A intervenção do Tesouro americano na semana passada jogou o mercado cripto em um rali que não se via há um bom tempo. O bitcoin (BTC), por exemplo, registrou o maior ganho semanal desde 2021.

Mas teve um setor que surfou ainda melhor a maré positiva: o de memecoins, aqueles tokens ligados a memes da internet ou piadas, que se popularizaram com o famoso dogecoin (DOGE).
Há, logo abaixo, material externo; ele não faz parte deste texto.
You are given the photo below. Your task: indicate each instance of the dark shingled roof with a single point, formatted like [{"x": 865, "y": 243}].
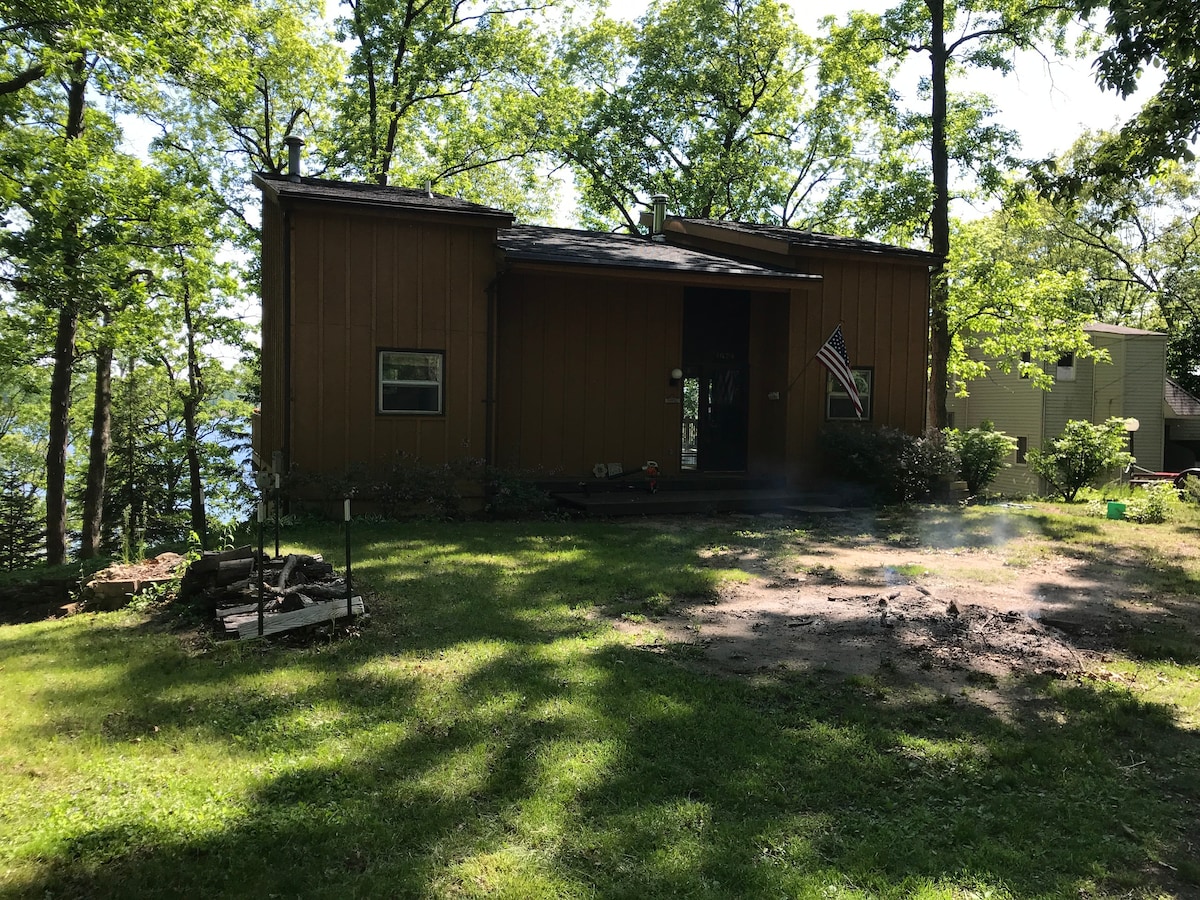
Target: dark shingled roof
[
  {"x": 816, "y": 240},
  {"x": 1104, "y": 329},
  {"x": 623, "y": 251},
  {"x": 313, "y": 189}
]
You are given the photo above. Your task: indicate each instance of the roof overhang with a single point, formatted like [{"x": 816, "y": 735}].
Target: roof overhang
[
  {"x": 691, "y": 277},
  {"x": 378, "y": 201}
]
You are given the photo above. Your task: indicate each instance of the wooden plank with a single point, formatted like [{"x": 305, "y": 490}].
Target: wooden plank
[{"x": 276, "y": 622}]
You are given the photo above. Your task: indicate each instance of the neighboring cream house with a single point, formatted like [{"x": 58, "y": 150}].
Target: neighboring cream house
[{"x": 1132, "y": 387}]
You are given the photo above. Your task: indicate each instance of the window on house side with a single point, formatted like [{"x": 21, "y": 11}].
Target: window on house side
[
  {"x": 838, "y": 403},
  {"x": 411, "y": 382},
  {"x": 1066, "y": 369}
]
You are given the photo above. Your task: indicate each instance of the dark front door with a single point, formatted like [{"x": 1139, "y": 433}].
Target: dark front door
[{"x": 715, "y": 352}]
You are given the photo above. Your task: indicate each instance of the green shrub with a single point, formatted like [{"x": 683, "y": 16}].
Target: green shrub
[
  {"x": 1080, "y": 455},
  {"x": 900, "y": 467},
  {"x": 982, "y": 451},
  {"x": 1153, "y": 503},
  {"x": 1191, "y": 492},
  {"x": 515, "y": 495}
]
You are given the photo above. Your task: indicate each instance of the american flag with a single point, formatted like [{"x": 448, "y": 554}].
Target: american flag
[{"x": 834, "y": 357}]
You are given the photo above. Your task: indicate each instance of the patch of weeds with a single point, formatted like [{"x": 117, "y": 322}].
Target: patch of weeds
[
  {"x": 657, "y": 604},
  {"x": 823, "y": 574},
  {"x": 906, "y": 570},
  {"x": 869, "y": 685}
]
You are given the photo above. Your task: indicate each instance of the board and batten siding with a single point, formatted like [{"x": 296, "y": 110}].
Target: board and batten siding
[
  {"x": 583, "y": 365},
  {"x": 365, "y": 282},
  {"x": 883, "y": 311}
]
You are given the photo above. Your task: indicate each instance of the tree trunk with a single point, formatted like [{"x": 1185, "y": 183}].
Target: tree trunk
[
  {"x": 191, "y": 435},
  {"x": 59, "y": 437},
  {"x": 97, "y": 455},
  {"x": 940, "y": 225}
]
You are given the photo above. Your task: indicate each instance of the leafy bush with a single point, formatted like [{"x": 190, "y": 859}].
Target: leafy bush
[
  {"x": 982, "y": 453},
  {"x": 1081, "y": 455},
  {"x": 514, "y": 495},
  {"x": 1191, "y": 490},
  {"x": 899, "y": 466},
  {"x": 1153, "y": 503}
]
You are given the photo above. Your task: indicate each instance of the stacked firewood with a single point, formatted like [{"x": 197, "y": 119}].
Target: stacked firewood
[{"x": 289, "y": 592}]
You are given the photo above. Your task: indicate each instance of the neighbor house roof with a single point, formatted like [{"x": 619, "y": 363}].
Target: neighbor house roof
[
  {"x": 1104, "y": 329},
  {"x": 568, "y": 247},
  {"x": 378, "y": 196},
  {"x": 797, "y": 240},
  {"x": 1181, "y": 402}
]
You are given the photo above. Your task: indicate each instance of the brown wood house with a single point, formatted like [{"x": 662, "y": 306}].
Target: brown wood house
[{"x": 400, "y": 324}]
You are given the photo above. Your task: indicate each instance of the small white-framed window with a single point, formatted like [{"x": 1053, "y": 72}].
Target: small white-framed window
[
  {"x": 1066, "y": 369},
  {"x": 838, "y": 402},
  {"x": 411, "y": 382}
]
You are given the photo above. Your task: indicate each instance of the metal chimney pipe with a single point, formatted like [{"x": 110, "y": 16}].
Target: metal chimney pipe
[
  {"x": 660, "y": 213},
  {"x": 293, "y": 144}
]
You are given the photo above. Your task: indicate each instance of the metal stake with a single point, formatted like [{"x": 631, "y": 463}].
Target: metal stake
[
  {"x": 276, "y": 515},
  {"x": 348, "y": 588},
  {"x": 262, "y": 569}
]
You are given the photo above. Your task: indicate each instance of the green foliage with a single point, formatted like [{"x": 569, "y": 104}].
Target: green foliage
[
  {"x": 1153, "y": 503},
  {"x": 729, "y": 109},
  {"x": 982, "y": 453},
  {"x": 438, "y": 91},
  {"x": 900, "y": 467},
  {"x": 22, "y": 531},
  {"x": 1137, "y": 36},
  {"x": 1009, "y": 312},
  {"x": 1080, "y": 455},
  {"x": 516, "y": 495}
]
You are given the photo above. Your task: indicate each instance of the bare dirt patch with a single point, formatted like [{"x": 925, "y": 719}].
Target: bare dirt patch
[{"x": 959, "y": 617}]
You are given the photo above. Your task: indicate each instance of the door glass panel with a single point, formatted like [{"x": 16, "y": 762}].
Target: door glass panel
[{"x": 689, "y": 457}]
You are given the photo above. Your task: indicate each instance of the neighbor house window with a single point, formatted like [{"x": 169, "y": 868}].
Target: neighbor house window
[
  {"x": 411, "y": 382},
  {"x": 838, "y": 402},
  {"x": 1066, "y": 369}
]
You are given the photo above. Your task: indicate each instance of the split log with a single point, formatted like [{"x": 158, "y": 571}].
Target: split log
[
  {"x": 210, "y": 561},
  {"x": 287, "y": 571},
  {"x": 247, "y": 625},
  {"x": 233, "y": 570}
]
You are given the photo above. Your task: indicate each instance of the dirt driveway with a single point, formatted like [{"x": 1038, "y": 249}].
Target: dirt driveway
[{"x": 954, "y": 600}]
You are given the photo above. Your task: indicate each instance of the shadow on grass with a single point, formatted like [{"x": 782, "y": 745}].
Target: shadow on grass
[{"x": 489, "y": 738}]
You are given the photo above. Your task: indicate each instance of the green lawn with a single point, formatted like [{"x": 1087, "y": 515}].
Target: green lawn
[{"x": 489, "y": 733}]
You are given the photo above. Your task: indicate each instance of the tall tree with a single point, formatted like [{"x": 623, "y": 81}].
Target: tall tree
[
  {"x": 1008, "y": 310},
  {"x": 1137, "y": 240},
  {"x": 433, "y": 83},
  {"x": 954, "y": 34},
  {"x": 724, "y": 106}
]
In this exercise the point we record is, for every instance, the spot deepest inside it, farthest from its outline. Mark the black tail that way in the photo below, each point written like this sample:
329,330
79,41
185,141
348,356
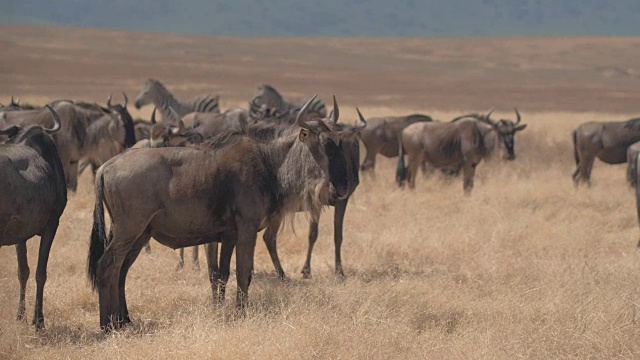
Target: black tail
401,170
575,147
98,234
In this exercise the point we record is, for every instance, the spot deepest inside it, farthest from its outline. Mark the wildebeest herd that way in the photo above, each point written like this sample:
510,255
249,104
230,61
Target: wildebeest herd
221,177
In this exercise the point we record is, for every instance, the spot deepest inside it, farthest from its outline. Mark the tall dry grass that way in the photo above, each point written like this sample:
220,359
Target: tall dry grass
525,267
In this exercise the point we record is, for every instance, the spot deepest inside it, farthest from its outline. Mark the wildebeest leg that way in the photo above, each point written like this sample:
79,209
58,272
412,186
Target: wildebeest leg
313,236
46,240
226,250
338,220
270,238
414,162
23,276
246,245
147,248
196,263
211,253
468,172
126,265
180,260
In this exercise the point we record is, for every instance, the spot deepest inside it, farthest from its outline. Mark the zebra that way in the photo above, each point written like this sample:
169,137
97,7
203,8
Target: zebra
269,103
168,106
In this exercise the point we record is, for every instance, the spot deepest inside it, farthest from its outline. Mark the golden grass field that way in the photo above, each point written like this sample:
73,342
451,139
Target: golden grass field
526,267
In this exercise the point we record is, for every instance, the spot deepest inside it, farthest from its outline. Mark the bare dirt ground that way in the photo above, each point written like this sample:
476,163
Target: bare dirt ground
525,267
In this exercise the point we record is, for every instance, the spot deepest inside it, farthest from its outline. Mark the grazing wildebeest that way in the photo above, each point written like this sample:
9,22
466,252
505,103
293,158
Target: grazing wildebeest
606,140
632,163
457,145
270,104
226,190
75,118
381,136
497,133
33,199
155,93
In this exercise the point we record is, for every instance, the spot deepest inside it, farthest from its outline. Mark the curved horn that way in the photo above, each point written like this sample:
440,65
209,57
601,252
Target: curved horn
335,113
489,113
57,124
362,120
299,119
475,116
153,115
174,114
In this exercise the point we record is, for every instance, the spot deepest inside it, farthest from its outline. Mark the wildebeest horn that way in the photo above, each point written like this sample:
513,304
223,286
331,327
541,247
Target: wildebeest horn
153,115
175,114
362,120
299,119
335,113
56,120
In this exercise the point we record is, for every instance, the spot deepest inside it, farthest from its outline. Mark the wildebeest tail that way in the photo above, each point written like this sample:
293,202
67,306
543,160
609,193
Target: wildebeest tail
98,233
574,135
401,170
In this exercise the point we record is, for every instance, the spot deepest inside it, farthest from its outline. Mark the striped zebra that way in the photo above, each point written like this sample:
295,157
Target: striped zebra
268,103
168,106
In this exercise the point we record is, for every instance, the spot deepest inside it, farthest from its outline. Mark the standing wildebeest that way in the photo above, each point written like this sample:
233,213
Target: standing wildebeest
606,140
227,191
496,133
33,199
381,136
458,145
70,140
154,92
348,157
108,136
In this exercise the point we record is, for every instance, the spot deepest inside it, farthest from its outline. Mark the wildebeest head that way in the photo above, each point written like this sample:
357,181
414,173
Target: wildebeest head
18,134
330,144
506,130
146,95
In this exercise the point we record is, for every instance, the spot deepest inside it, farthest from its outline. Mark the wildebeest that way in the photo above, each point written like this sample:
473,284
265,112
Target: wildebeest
76,117
226,190
496,133
632,163
606,140
108,136
155,93
33,198
348,157
15,105
381,136
457,145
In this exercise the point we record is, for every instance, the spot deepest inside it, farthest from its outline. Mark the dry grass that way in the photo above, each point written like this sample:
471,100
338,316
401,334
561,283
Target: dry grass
525,267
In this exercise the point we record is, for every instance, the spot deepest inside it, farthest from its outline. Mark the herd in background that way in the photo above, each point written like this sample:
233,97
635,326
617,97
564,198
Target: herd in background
202,176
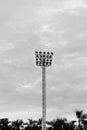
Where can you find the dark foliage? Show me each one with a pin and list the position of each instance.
(57, 124)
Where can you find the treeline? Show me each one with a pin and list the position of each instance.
(56, 124)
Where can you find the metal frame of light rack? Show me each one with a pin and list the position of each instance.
(43, 59)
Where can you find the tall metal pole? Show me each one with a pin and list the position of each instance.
(43, 98)
(43, 59)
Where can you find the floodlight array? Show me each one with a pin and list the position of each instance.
(43, 58)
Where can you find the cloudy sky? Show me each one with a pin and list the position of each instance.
(48, 25)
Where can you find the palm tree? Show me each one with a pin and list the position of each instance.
(81, 118)
(17, 125)
(4, 124)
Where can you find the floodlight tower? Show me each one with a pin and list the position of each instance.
(43, 59)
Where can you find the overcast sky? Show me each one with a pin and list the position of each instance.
(47, 25)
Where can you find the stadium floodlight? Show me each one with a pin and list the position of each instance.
(43, 59)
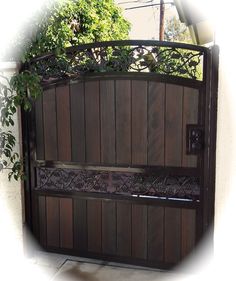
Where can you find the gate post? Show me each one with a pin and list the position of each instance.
(210, 138)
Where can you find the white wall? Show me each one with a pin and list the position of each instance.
(11, 204)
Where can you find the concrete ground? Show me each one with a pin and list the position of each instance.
(61, 267)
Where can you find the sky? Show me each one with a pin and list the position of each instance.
(144, 21)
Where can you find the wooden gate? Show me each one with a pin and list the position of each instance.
(121, 151)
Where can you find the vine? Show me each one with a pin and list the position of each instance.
(62, 23)
(17, 92)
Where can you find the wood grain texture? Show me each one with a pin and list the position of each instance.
(123, 229)
(77, 122)
(173, 125)
(139, 122)
(156, 233)
(92, 117)
(50, 124)
(66, 223)
(109, 227)
(156, 119)
(188, 231)
(63, 123)
(80, 225)
(39, 128)
(190, 116)
(139, 231)
(42, 220)
(94, 224)
(123, 122)
(53, 222)
(172, 235)
(107, 101)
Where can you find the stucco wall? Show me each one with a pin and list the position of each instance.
(11, 192)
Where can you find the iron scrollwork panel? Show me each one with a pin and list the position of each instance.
(123, 57)
(66, 180)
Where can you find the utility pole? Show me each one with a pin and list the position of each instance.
(162, 19)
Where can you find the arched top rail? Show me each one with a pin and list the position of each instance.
(165, 58)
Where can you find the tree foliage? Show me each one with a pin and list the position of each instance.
(175, 31)
(72, 22)
(61, 24)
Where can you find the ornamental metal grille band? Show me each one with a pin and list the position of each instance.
(163, 58)
(68, 180)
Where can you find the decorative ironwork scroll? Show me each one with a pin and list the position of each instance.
(67, 180)
(165, 58)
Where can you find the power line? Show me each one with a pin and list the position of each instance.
(151, 5)
(130, 2)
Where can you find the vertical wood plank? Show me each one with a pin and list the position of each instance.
(42, 221)
(107, 101)
(92, 117)
(139, 122)
(63, 123)
(77, 122)
(123, 229)
(188, 231)
(50, 124)
(39, 128)
(156, 233)
(156, 115)
(109, 227)
(190, 116)
(94, 213)
(172, 235)
(173, 125)
(123, 122)
(139, 231)
(80, 225)
(66, 223)
(53, 222)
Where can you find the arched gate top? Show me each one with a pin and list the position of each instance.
(165, 58)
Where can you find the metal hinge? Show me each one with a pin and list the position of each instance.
(194, 139)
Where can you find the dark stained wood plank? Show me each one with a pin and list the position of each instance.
(92, 118)
(94, 223)
(172, 235)
(123, 229)
(188, 231)
(156, 234)
(139, 122)
(42, 221)
(50, 124)
(156, 118)
(173, 125)
(53, 222)
(63, 123)
(66, 223)
(39, 128)
(80, 225)
(77, 122)
(139, 231)
(109, 227)
(190, 116)
(123, 122)
(107, 101)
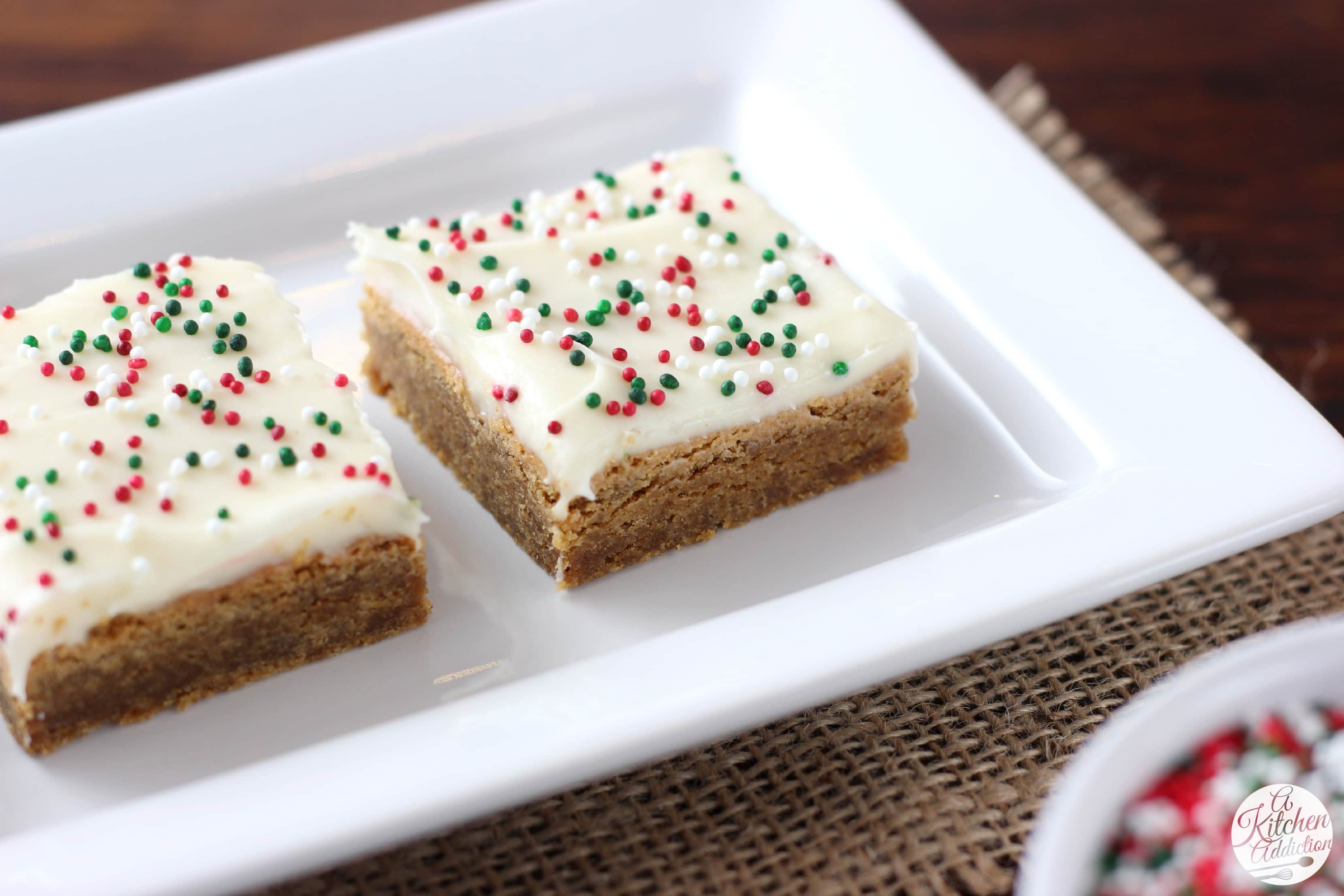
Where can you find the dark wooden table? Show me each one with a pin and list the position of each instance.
(1227, 116)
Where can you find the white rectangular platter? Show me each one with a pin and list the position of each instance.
(1085, 428)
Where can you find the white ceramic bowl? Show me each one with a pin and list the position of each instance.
(1297, 663)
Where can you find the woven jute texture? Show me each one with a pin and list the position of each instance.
(926, 785)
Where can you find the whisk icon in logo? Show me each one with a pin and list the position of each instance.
(1281, 835)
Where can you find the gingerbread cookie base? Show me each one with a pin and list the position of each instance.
(647, 504)
(282, 617)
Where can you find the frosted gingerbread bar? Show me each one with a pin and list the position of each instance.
(189, 501)
(634, 365)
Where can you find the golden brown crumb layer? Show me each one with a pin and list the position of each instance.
(648, 504)
(282, 617)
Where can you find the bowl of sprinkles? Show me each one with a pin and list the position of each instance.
(1226, 778)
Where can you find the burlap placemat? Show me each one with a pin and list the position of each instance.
(926, 785)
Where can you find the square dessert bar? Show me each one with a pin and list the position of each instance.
(634, 365)
(189, 501)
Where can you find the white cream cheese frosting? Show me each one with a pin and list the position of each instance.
(167, 429)
(652, 305)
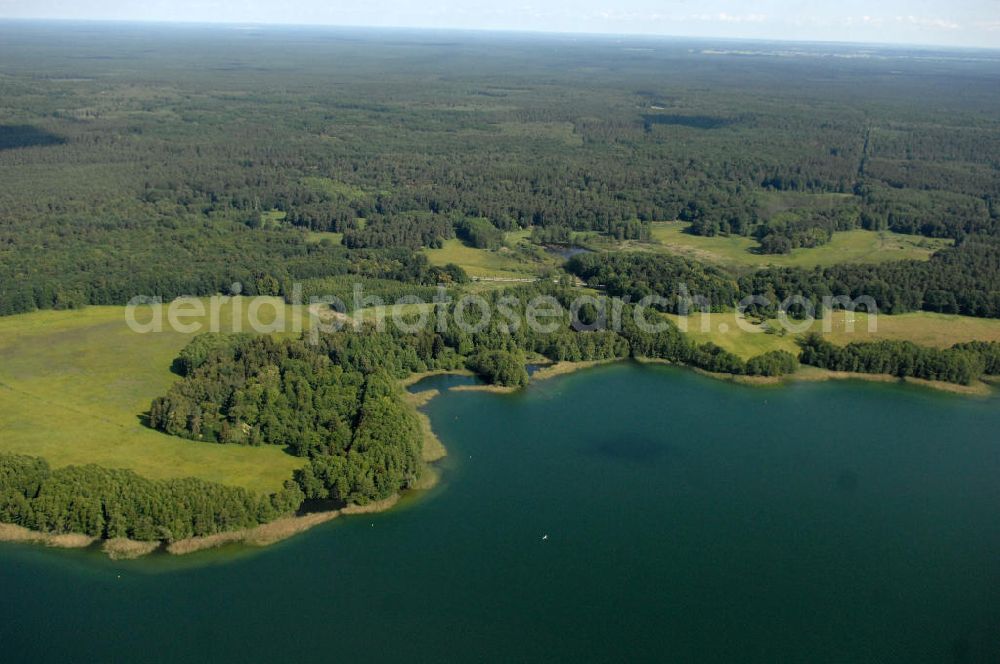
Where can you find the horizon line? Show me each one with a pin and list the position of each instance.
(495, 31)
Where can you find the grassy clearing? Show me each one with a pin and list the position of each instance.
(734, 333)
(925, 328)
(746, 339)
(848, 247)
(506, 262)
(318, 236)
(74, 385)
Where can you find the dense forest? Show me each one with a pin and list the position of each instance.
(210, 157)
(194, 161)
(962, 363)
(964, 279)
(107, 503)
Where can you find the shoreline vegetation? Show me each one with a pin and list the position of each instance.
(266, 534)
(434, 450)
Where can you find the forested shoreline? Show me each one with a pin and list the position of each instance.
(338, 404)
(304, 163)
(210, 176)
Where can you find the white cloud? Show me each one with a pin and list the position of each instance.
(926, 22)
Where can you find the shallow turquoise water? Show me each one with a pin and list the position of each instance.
(688, 520)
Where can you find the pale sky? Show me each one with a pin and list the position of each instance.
(957, 23)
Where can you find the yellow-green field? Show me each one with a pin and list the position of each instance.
(924, 328)
(74, 385)
(847, 247)
(509, 262)
(319, 236)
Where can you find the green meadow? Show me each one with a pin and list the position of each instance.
(517, 259)
(856, 246)
(74, 386)
(747, 338)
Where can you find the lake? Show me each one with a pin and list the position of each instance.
(624, 513)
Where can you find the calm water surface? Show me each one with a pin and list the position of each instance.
(688, 520)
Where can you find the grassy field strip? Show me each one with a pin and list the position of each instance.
(856, 246)
(75, 386)
(924, 328)
(485, 263)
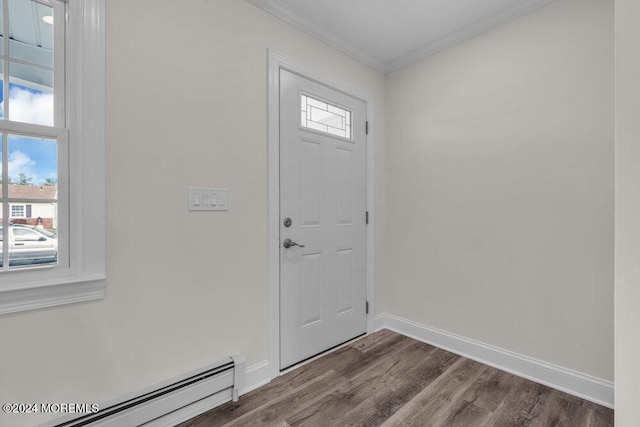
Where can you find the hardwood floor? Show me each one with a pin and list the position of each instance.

Nas últimas semanas, algumas memecoins pouco conhecidas chegaram a subir mais de 25.000% na semana. É o caso da CyberLeek (CYBERLEEK), uma moedinha digital ligada ao vazando de vídeos do Grand Theft Auto VI (GTA 6), jogo que será lançado em novembro.

A história é a seguinte: um grupo de hackers obteve os vídeos antes do lançamento e os publicou na internet. Aproveitando a repercussão do caso, eles criaram o token para lucrar com o barulho gerado.

Mas o cardápio é variado. Tem a memecoin DebtReliefBot (DRB), criada pela inteligência artificial Grok, subindo 400%; a Chump Coin (CHUMP), uma sátira política aos EUA, avançando 235%; e um monte de token de gatinho, cachorrinho, sapo etc. subindo mais de 100%. Parece um zoológico.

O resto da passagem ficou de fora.